Жоссу захотелось встряхнуть ее. Сказать, что, в конце концов, каждый мужчина и каждая женщина на этой Божьей земле сами отвечают за себя. Что если душа настойчиво стремится к саморазрушению, это ее собственный выбор.

Но вместо этого он только произнес:

– Если Элвера оборвала свою собственную жизнь, аббатиса, значит, ее жизнь пошла столь ужасно вкось, что она сама посчитала недостойным продолжать земной путь. А за это, согласитесь, вы не можете винить себя.

Некоторое время Элевайз не отвечала. Затем, едва слышно вздохнув, она произнесла:

– Нужно, чтобы ее тело принесли в аббатство.

– Не сейчас. – Жосс словно со стороны услышал в своем голосе настойчивые нотки. – Я лишь мельком осмотрел ее. Давайте вернемся туда вместе. Возможно, там найдется что-то, о чем нам следовало бы знать.

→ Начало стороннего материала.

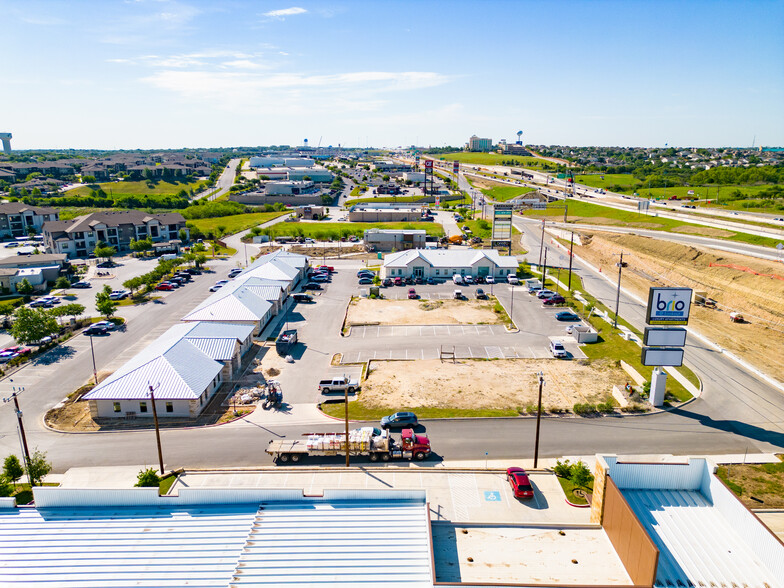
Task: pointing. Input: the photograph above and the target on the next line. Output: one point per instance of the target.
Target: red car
(557, 299)
(521, 485)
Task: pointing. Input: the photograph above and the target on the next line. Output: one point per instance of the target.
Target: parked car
(552, 300)
(96, 330)
(399, 419)
(565, 315)
(557, 349)
(521, 485)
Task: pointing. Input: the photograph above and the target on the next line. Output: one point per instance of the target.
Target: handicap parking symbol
(492, 496)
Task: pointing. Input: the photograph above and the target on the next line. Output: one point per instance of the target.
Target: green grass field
(504, 193)
(234, 223)
(494, 159)
(127, 188)
(579, 210)
(322, 231)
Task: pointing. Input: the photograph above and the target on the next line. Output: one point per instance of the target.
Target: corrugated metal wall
(637, 551)
(765, 545)
(657, 476)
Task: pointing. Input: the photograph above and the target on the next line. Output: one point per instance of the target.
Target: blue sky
(178, 73)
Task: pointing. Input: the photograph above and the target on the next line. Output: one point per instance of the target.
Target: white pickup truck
(343, 383)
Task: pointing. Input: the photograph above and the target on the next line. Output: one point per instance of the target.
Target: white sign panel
(662, 356)
(668, 306)
(664, 337)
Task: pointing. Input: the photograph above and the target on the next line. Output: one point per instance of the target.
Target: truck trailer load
(361, 442)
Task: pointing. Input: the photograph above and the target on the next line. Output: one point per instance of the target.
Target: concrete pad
(102, 478)
(539, 555)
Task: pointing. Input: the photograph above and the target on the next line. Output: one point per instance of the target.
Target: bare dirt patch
(421, 312)
(706, 231)
(469, 384)
(758, 298)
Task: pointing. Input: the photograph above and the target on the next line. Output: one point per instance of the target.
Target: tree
(24, 287)
(38, 467)
(32, 324)
(12, 469)
(104, 252)
(105, 305)
(62, 283)
(148, 479)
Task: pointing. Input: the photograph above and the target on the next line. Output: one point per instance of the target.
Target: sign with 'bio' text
(668, 306)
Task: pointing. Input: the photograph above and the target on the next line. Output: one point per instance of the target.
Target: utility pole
(618, 293)
(157, 430)
(538, 420)
(92, 351)
(345, 392)
(571, 249)
(22, 436)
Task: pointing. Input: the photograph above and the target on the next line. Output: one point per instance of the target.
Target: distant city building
(479, 144)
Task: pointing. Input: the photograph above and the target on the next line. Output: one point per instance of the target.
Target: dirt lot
(421, 312)
(472, 384)
(760, 299)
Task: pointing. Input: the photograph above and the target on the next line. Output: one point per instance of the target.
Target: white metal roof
(119, 547)
(338, 544)
(697, 545)
(450, 258)
(179, 371)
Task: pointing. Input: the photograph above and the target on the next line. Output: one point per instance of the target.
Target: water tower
(6, 139)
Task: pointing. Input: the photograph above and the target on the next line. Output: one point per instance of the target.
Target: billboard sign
(668, 306)
(664, 336)
(662, 356)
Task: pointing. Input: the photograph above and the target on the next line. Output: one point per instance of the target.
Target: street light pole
(157, 430)
(538, 420)
(22, 436)
(92, 351)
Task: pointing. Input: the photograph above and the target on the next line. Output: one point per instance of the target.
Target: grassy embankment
(582, 211)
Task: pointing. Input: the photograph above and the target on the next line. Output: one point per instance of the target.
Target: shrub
(563, 469)
(148, 479)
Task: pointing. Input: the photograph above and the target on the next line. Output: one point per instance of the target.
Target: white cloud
(283, 12)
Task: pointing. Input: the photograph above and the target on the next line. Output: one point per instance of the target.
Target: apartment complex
(79, 236)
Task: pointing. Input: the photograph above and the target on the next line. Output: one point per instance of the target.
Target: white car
(557, 349)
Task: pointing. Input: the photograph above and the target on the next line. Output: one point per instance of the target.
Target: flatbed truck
(362, 442)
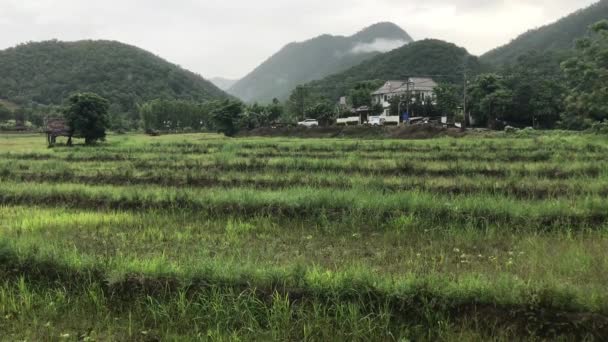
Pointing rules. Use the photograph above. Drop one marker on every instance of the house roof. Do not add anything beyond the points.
(415, 84)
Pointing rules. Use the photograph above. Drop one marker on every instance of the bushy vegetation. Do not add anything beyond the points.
(47, 73)
(558, 38)
(202, 237)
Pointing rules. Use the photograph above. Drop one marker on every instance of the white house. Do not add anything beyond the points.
(415, 86)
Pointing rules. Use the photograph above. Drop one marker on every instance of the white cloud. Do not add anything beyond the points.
(230, 38)
(378, 45)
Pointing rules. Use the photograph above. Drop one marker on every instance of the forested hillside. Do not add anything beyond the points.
(443, 61)
(298, 63)
(47, 72)
(558, 37)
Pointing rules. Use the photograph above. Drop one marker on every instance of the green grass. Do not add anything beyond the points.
(203, 237)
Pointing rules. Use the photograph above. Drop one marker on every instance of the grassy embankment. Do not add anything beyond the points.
(270, 238)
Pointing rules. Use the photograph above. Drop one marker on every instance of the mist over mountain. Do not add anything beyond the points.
(223, 83)
(557, 38)
(299, 63)
(438, 59)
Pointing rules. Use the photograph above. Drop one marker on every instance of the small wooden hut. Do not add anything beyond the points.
(57, 127)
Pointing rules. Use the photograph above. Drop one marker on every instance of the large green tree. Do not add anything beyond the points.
(5, 113)
(490, 99)
(226, 116)
(87, 116)
(587, 75)
(448, 98)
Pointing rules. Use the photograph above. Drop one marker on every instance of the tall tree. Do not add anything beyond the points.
(87, 116)
(226, 116)
(490, 99)
(449, 98)
(5, 113)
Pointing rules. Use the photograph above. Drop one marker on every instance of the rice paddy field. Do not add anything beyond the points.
(201, 237)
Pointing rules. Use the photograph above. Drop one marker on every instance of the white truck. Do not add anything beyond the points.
(309, 123)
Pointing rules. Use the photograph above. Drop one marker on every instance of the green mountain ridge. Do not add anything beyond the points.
(48, 72)
(434, 58)
(298, 63)
(558, 37)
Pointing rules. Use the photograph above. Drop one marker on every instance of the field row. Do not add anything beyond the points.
(318, 204)
(517, 187)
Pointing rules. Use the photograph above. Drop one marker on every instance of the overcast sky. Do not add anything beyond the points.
(230, 37)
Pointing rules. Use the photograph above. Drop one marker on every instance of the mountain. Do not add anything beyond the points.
(440, 60)
(223, 83)
(557, 38)
(298, 63)
(47, 72)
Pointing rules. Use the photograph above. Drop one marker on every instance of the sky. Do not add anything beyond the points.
(230, 38)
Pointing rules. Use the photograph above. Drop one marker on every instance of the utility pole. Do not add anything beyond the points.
(464, 101)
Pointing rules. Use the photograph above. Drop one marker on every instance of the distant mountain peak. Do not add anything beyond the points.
(382, 30)
(316, 58)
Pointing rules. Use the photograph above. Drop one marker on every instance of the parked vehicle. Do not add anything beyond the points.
(309, 123)
(376, 121)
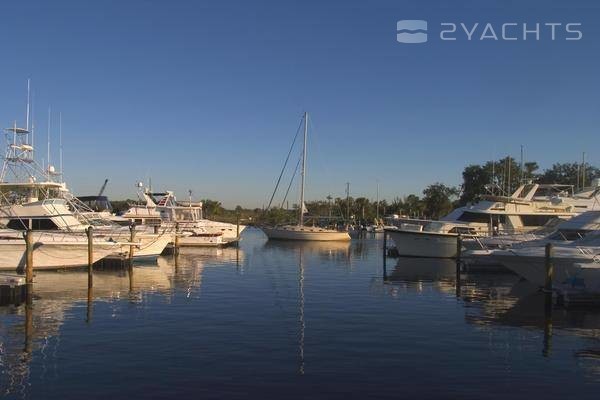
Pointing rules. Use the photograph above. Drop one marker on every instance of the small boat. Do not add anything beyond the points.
(300, 231)
(434, 240)
(163, 209)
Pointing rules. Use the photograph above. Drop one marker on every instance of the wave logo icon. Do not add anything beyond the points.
(411, 31)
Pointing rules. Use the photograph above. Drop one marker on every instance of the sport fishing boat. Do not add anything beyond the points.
(32, 198)
(529, 208)
(300, 231)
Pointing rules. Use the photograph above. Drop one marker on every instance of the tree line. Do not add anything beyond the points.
(499, 177)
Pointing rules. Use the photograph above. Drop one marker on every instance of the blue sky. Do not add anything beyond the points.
(208, 95)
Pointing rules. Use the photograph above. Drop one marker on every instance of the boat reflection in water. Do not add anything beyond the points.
(328, 250)
(501, 299)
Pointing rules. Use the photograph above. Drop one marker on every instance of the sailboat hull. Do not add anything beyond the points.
(305, 233)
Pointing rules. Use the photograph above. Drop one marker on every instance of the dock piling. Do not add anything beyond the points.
(176, 242)
(131, 240)
(549, 254)
(89, 231)
(29, 264)
(458, 264)
(384, 256)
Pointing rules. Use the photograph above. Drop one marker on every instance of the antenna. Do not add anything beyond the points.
(27, 114)
(583, 170)
(32, 128)
(60, 146)
(522, 166)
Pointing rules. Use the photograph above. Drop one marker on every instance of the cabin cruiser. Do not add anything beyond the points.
(529, 208)
(163, 209)
(569, 260)
(558, 231)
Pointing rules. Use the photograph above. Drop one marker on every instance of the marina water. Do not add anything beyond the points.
(294, 320)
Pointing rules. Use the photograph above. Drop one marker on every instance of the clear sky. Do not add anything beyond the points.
(208, 95)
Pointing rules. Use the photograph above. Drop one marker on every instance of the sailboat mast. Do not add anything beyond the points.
(377, 212)
(60, 146)
(301, 207)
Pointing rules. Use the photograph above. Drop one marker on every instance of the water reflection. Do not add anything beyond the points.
(500, 299)
(290, 313)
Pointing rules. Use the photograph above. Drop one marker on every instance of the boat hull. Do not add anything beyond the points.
(305, 234)
(424, 244)
(50, 255)
(533, 268)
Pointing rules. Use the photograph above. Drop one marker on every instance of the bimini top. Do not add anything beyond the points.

Аббатиса пристально смотрела на Жосса. Казалось, она не слышала его, и Жосс подумал, что Элевайз не в себе. Но вдруг она резко встряхнулась и сказала:

– Конечно. Показывайте дорогу.

Аббатиса свернула с тропинки, прошла к жилищу братьев-мирян, и Жосс расслышал, как она сообщила одному из них о новой смерти.

– Немного погодите и следуйте за нами, – сказала она. – И захватите что-нибудь, на чем можно перенести тело.

Брат бросил взгляд на Жосса, тихо произнес несколько слов и исчез внутри помещения. Вскоре он появился снова, держа в руках коричневую накидку, и кивнул в сторону Жосса.

Аббатиса подошла к Жоссу и передала ему накидку.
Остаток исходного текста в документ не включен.